Run in Google Colab | View source on GitHub | Download notebook |
Merging Datasets¶
This recipe demonstrates a simple pattern for merging FiftyOne Datasets via Dataset.merge_samples().
Merging datasets is an easy way to:
Combine multiple datasets with information about the same underlying raw media (images and videos)

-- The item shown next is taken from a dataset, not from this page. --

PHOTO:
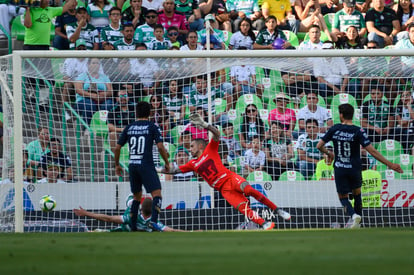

Add model predictions to a FiftyOne dataset, to compare with ground truth annotations and/or other models
Setup¶
If you haven’t already, install FiftyOne:
[ ]:
!pip install fiftyone
In this recipe, we’ll work with a dataset downloaded from the FiftyOne Dataset Zoo.
To access the dataset, install torch
and torchvision
, if necessary:
[ ]:
!pip install torch torchvision
Then download the test split of CIFAR-10:
[1]:
# Download the validation split of COCO-2017
!fiftyone zoo datasets download cifar10 --splits test
Split 'test' already downloaded
Merging model predictions¶
Load the test split of CIFAR-10 into FiftyOne:
[1]:
import random
import os
import fiftyone as fo
import fiftyone.zoo as foz
# Load test split of CIFAR-10
dataset = foz.load_zoo_dataset("cifar10", split="test", dataset_name="merge-example")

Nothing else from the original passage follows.